目 的 本研究は,生殖補助医療で妊娠した女性が,治療の成功から出産に至るまでどのような感情のプロセスをたどるのかを質的研究によって浮き彫りにすることである。対象と方法 研究の参加者は,生殖補助医療によって妊娠し,初めて出産した産後1~6ヶ月の女性で倫理的手続きを経て研究協力の承諾が得られた8名。半構成的面接を行い,その逐語記録をデータとし,現象学的アプローチによって質的記述的に分析した。本研究における感情とは,外界の刺激に応じて絶えず変化する,快・不快,喜び,怒り,悲しみなどの気持ちと定義する。結 果 妊娠から出産への通時的な流れの中で,主要テーマは,【妊娠したことによる使命感と重圧】,【嫉妬心を避けるための気遣い】,【不安に立ち向かうための知恵】,【母親の自覚】,【孤独感からの解放】,【自信の回復】,【不妊や治療経験の肯定的受容】,【成長した自己の確認】,【妊娠の喜びの実感】の9つに集約された。
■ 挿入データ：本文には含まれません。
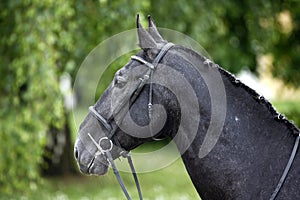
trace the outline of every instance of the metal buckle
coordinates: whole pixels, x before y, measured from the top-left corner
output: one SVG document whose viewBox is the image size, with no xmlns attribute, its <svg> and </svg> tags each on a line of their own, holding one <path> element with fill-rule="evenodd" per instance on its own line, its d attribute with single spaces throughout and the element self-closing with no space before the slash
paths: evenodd
<svg viewBox="0 0 300 200">
<path fill-rule="evenodd" d="M 109 141 L 109 144 L 110 144 L 110 147 L 109 147 L 109 148 L 103 149 L 103 147 L 101 146 L 101 142 L 102 142 L 103 140 L 108 140 L 108 141 Z M 111 151 L 111 150 L 112 150 L 112 148 L 113 148 L 113 143 L 112 143 L 112 141 L 111 141 L 108 137 L 102 137 L 102 138 L 100 138 L 100 140 L 99 140 L 99 147 L 101 148 L 101 151 L 102 151 L 103 153 L 105 153 L 105 152 L 108 152 L 108 151 Z"/>
<path fill-rule="evenodd" d="M 128 158 L 130 156 L 130 153 L 124 150 L 120 152 L 120 156 L 122 156 L 123 158 Z"/>
<path fill-rule="evenodd" d="M 113 143 L 112 143 L 112 141 L 111 141 L 110 139 L 108 139 L 108 137 L 100 138 L 99 144 L 98 144 L 98 143 L 94 140 L 94 138 L 91 136 L 90 133 L 88 133 L 88 136 L 91 138 L 91 140 L 93 141 L 93 143 L 95 144 L 95 146 L 97 147 L 98 151 L 99 151 L 101 154 L 105 155 L 106 152 L 109 152 L 109 151 L 112 150 L 112 148 L 113 148 Z M 110 142 L 110 147 L 107 148 L 107 149 L 103 149 L 103 148 L 101 147 L 101 145 L 100 145 L 100 144 L 101 144 L 101 141 L 104 140 L 104 139 L 109 140 L 109 142 Z M 97 154 L 97 156 L 99 155 L 99 153 L 96 153 L 96 154 Z"/>
</svg>

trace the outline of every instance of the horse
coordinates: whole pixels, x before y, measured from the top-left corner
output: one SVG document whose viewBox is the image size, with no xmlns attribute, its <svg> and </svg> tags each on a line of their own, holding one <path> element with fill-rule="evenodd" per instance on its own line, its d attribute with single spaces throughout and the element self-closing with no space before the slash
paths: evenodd
<svg viewBox="0 0 300 200">
<path fill-rule="evenodd" d="M 203 200 L 300 199 L 296 125 L 219 65 L 167 42 L 151 16 L 148 23 L 146 30 L 137 17 L 141 51 L 80 125 L 80 171 L 116 171 L 124 152 L 170 138 Z"/>
</svg>

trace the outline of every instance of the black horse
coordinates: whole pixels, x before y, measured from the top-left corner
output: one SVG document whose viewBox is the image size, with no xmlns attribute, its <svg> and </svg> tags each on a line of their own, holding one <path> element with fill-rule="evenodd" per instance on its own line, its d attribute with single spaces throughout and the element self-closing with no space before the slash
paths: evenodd
<svg viewBox="0 0 300 200">
<path fill-rule="evenodd" d="M 113 145 L 104 145 L 113 159 L 145 142 L 171 138 L 202 199 L 269 199 L 299 129 L 210 60 L 179 45 L 166 48 L 148 19 L 148 30 L 137 20 L 142 50 L 116 73 L 80 126 L 80 170 L 108 170 L 92 138 L 111 138 Z M 277 199 L 300 199 L 299 167 L 296 155 Z"/>
</svg>

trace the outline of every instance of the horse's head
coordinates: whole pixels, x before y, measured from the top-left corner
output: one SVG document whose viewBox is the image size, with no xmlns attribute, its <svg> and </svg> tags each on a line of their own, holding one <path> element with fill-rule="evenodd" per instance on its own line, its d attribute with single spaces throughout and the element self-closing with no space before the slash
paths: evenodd
<svg viewBox="0 0 300 200">
<path fill-rule="evenodd" d="M 153 74 L 157 73 L 156 64 L 167 59 L 167 51 L 172 45 L 161 37 L 150 16 L 148 21 L 149 28 L 146 30 L 137 17 L 142 50 L 116 72 L 113 82 L 90 107 L 80 125 L 74 154 L 83 173 L 106 173 L 109 165 L 106 150 L 115 159 L 144 142 L 166 137 L 172 129 L 167 126 L 176 124 L 168 117 L 168 112 L 179 115 L 177 112 L 180 111 L 171 111 L 173 100 L 170 99 L 175 99 L 176 103 L 176 98 L 172 92 L 151 84 Z M 159 92 L 164 100 L 156 97 Z M 159 105 L 152 106 L 152 103 L 165 108 L 158 109 Z M 170 122 L 172 120 L 173 123 Z"/>
</svg>

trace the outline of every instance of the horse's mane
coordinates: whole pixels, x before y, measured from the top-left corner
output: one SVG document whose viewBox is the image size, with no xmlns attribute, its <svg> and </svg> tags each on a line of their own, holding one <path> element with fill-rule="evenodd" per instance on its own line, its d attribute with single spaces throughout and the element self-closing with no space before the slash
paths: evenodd
<svg viewBox="0 0 300 200">
<path fill-rule="evenodd" d="M 215 64 L 217 65 L 217 64 Z M 228 78 L 231 83 L 235 86 L 243 88 L 250 96 L 255 99 L 257 102 L 260 104 L 264 105 L 267 107 L 268 111 L 270 114 L 273 116 L 274 120 L 283 123 L 286 125 L 286 127 L 292 131 L 293 134 L 298 135 L 299 134 L 299 129 L 297 126 L 294 124 L 294 122 L 288 120 L 285 115 L 279 113 L 274 106 L 262 95 L 258 94 L 255 90 L 241 82 L 239 79 L 237 79 L 233 74 L 230 72 L 226 71 L 225 69 L 221 68 L 219 65 L 217 65 L 218 70 L 220 71 L 221 74 L 223 74 L 226 78 Z"/>
<path fill-rule="evenodd" d="M 241 82 L 239 79 L 237 79 L 235 77 L 235 75 L 233 75 L 232 73 L 230 73 L 227 70 L 223 69 L 218 64 L 215 64 L 213 61 L 211 61 L 208 58 L 200 55 L 199 53 L 197 53 L 196 51 L 194 51 L 192 49 L 185 48 L 185 47 L 182 47 L 182 46 L 179 46 L 179 48 L 181 48 L 182 50 L 187 51 L 188 53 L 200 58 L 200 60 L 206 66 L 208 66 L 208 67 L 217 67 L 219 72 L 224 77 L 226 77 L 234 86 L 244 89 L 254 100 L 256 100 L 260 104 L 264 105 L 267 108 L 267 110 L 270 112 L 271 116 L 273 116 L 274 120 L 278 121 L 279 123 L 285 124 L 286 127 L 289 130 L 291 130 L 293 134 L 295 134 L 295 135 L 299 134 L 300 130 L 294 124 L 294 122 L 288 120 L 285 117 L 285 115 L 279 113 L 266 98 L 264 98 L 262 95 L 258 94 L 254 89 L 250 88 L 249 86 L 247 86 L 246 84 Z"/>
</svg>

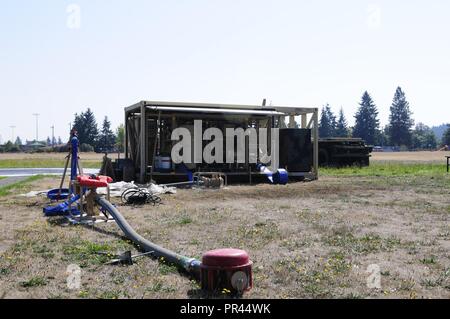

妊娠が判明すると,妊娠の喜びを感じる一方で,祝福されることによる重圧を感じていた。妊婦として受診する時は,不妊治療をしている人の嫉妬心を避けるために気遣いをしていた。妊娠早期から胎児の母親であることを自覚し,妊娠中の不安に立ち向かっていく中で孤独感から解放され,ひとりではないという感情をもつようになっていた。妊娠5ヶ月を転換期として自信が回復し,不妊や治療経験の肯定的受容と成長した自己の確認がみられた。胎児がいつ生まれてもよい状態になると妊娠の喜びを実感していた。以上のようなダイナミックな感情のプロセスが見出された。結 論 生殖補助医療によって妊娠した女性の感情のプロセスは,9つの主要テーマに集約された。妊娠4ヶ月まではARTによって妊娠した女性特有の感情がみられたが,妊娠5ヶ月が転換期となり,通常の妊婦と大きく変わらない感情をもっていた。